KI hilft beim Kinderwunsch

Das Warschauer Start-up MIM Fertility entwickelte zwei Apps, die die Effektivität der In-vitro-Fertilisation erhöhen sollen. Auch diese Technologie basiert auf Deep Learning: Die App EMBRYOAID analysiert Embryoskopie-Aufnahmen und beurteilt, welche der Embryonen die besten Chancen auf eine gesunde Entwicklung haben. Die Start-up-Betreiber behaupten, dass die von ihrer App erstellten Prognosen genauso zuverlässig sind wie die eines Embryologen oder einer Embryologin mit 30-jähriger Berufserfahrung.
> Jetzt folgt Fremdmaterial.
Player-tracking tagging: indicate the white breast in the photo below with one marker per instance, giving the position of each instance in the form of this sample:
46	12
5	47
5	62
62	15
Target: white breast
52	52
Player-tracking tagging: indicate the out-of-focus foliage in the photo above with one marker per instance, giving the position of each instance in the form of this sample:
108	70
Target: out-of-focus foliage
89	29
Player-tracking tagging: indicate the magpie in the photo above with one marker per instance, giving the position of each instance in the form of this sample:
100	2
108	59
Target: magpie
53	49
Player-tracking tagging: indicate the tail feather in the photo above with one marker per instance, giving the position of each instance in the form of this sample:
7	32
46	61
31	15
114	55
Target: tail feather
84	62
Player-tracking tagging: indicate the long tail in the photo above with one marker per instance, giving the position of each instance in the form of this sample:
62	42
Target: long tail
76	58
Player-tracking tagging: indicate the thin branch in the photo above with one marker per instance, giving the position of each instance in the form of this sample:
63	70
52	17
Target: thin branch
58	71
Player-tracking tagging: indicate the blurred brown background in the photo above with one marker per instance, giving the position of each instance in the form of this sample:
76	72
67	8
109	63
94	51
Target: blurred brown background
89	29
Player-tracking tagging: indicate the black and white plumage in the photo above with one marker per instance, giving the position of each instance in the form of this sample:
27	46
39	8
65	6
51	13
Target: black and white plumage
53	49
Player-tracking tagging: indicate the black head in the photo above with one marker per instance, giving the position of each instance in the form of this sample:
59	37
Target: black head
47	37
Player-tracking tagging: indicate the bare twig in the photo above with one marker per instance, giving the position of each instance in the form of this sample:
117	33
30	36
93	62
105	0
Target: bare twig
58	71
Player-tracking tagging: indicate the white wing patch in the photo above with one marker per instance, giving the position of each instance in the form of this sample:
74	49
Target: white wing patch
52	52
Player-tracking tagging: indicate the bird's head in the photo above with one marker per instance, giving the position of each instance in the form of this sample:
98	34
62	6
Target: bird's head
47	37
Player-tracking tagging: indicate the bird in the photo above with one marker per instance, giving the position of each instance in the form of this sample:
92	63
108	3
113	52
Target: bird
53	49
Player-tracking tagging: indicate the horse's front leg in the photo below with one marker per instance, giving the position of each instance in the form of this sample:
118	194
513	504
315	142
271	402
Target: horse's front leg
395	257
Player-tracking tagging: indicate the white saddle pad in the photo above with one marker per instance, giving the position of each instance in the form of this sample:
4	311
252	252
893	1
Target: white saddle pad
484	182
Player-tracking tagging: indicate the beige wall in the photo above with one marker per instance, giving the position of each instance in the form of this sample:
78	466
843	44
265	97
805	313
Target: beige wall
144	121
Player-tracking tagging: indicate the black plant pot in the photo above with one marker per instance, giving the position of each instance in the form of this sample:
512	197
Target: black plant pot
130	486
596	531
Eine weitere App mit dem Namen FOLLISCAN analysiert Ultraschall-Aufnahmen und unterstützt Gynäkolog*innen bei der Einschätzung der Eierstockreserve.

Ein KI-Ministerium

In dem bereits oben erwähnten Interview mit dem Forbes Magazin forderte Jarosław Królewski, der Leiter des Start-ups Synrise, die sofortige Einrichtung eines polnischen Ministeriums für Künstliche Intelligenz. Dieses solle eine langfristige Entwicklungsstrategie für diese Branche entwerfen und ihre Umsetzung koordinieren. In näherer Zukunft solle dieses Ministerium auch – gemeinsam mit dem polnischen Verteidigungsministerium – über Fragen der nationalen Sicherheit entscheiden.